Conseil pratique : si le volume du repas est trop important, divisez-le en deux portions rapprochées. À l’inverse, si vous avez encore faim, ajoutez un fruit ou une tranche de pain complet plutôt que d’augmenter brutalement les graisses.
Ajuster sa prise de masse sans se perdre dans les calculs
Le plan parfait n’existe pas dès la première semaine. Votre alimentation doit évoluer avec votre poids, votre appétit, votre digestion et vos performances. La meilleure méthode reste simple : choisir une base, l’appliquer sérieusement, observer, puis ajuster par petites touches.
Les erreurs fréquentes qui ralentissent les résultats
La première erreur est de vouloir aller trop vite. Un surplus énorme donne l’impression d’être à fond, mais il complique souvent la digestion, le sommeil et la composition corporelle. La deuxième est de négliger les légumes et les fruits, alors qu’ils apportent fibres, vitamines et minéraux utiles à la récupération.

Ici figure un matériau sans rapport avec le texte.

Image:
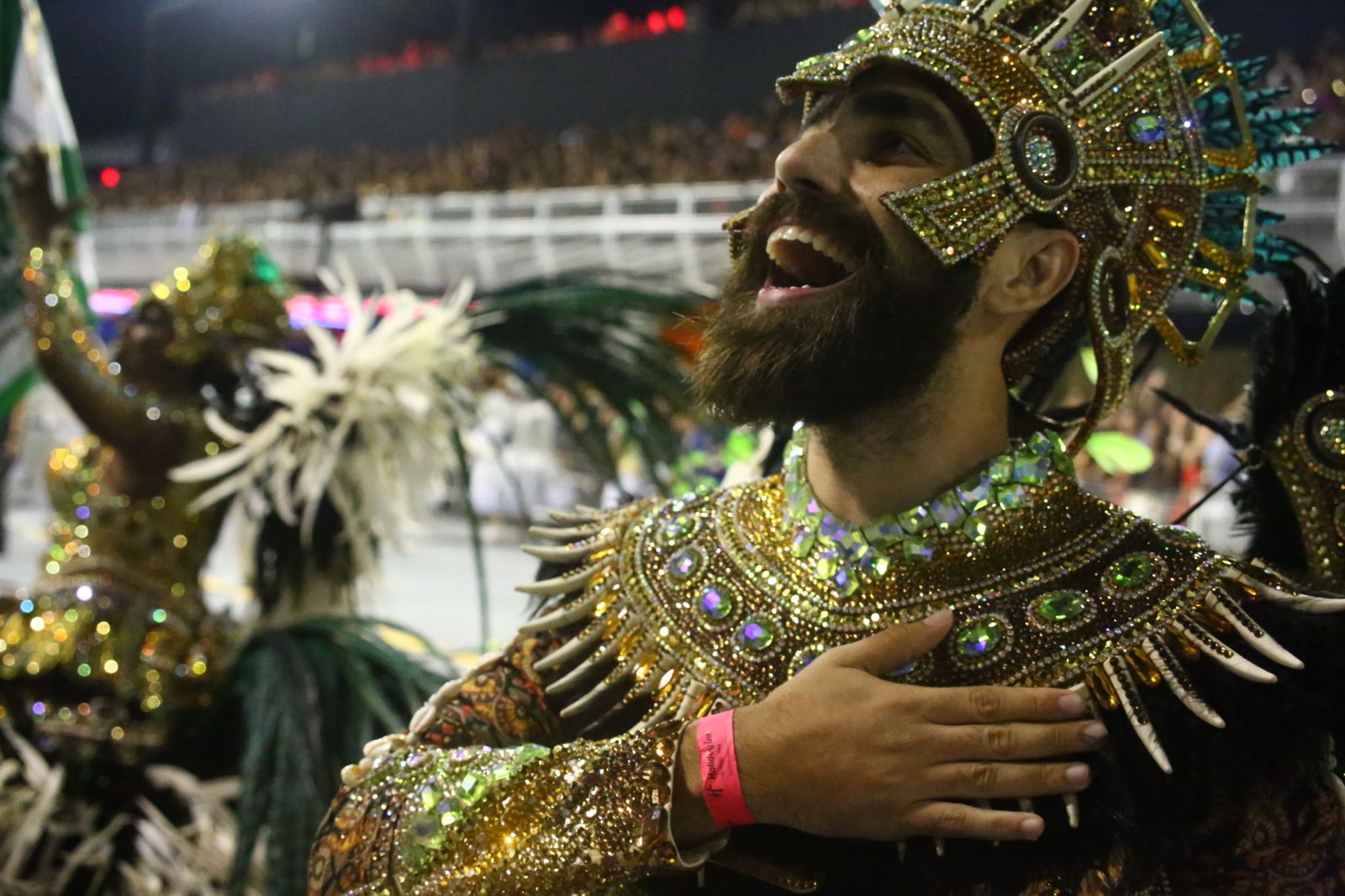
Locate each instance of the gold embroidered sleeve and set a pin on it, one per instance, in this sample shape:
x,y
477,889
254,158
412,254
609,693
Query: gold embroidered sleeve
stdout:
x,y
80,365
463,804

Autre piège : dépendre trop vite des compléments alimentaires. Une whey, une créatine ou une boisson glucidique peuvent être pratiques, mais elles ne remplacent pas des repas solides et réguliers. Avant d’acheter quoi que ce soit, vérifiez que vos calories, vos protéines et votre organisation sont déjà cohérentes.
Quand modifier vos quantités
Gardez les mêmes repères pendant au moins dix à quatorze jours avant de changer votre plan. Si votre poids moyen augmente doucement, que vos charges progressent et que vous récupérez bien, ne touchez à rien. Si rien ne bouge, ajoutez par exemple 40 à 60 g de riz cru sur la journée, une cuillère d’huile d’olive ou une collation simple.

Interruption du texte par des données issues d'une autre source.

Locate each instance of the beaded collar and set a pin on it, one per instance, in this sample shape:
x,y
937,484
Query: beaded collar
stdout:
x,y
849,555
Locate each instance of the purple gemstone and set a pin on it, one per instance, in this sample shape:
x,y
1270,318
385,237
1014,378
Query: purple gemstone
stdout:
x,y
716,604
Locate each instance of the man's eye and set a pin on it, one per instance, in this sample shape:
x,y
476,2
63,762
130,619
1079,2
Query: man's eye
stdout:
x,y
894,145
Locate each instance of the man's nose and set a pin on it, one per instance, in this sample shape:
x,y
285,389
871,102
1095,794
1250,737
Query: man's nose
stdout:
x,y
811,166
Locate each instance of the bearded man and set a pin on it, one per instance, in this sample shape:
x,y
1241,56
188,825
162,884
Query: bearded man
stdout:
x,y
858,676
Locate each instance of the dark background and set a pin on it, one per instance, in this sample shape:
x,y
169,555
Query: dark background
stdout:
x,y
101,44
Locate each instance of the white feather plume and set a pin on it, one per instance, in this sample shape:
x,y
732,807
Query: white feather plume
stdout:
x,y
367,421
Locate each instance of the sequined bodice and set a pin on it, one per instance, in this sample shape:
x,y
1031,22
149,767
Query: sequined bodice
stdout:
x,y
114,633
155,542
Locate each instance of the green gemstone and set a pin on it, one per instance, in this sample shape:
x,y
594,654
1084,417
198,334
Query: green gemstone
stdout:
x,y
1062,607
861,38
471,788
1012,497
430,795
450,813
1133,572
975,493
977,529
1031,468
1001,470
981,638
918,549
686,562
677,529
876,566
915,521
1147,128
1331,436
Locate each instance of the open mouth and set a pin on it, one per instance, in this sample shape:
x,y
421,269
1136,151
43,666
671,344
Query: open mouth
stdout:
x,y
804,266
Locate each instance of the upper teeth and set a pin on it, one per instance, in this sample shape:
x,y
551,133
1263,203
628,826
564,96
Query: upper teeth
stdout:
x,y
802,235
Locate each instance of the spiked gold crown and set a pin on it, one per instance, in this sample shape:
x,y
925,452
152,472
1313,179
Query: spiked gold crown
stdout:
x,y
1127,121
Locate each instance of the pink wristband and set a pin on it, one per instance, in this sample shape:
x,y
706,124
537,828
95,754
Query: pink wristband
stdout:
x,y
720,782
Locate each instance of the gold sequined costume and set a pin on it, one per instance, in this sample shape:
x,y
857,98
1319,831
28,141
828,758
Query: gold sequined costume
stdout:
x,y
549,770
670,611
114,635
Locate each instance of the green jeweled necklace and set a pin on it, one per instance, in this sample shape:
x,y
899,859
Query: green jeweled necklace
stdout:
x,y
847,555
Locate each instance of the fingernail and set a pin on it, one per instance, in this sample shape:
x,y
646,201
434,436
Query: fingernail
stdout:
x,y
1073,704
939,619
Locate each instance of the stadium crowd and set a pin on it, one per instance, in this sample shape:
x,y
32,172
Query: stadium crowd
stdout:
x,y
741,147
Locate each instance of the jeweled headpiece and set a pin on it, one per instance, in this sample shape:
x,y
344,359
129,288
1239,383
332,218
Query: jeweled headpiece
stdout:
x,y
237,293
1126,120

Si vous prenez du poids trop rapidement, commencez par réduire les aliments les plus denses en calories : huiles, oléagineux, beurre de cacahuète, snacks. Vous gardez ainsi suffisamment de protéines et de glucides pour l’entraînement, tout en maîtrisant mieux l’excédent.
Pour manger en prise de masse durablement, retenez une logique simple : un surplus raisonnable, des protéines à chaque repas, assez de glucides pour performer, des lipides bien dosés et une organisation répétable. C’est cette régularité, plus que la perfection, qui transforme l’alimentation en véritable levier de progression musculaire.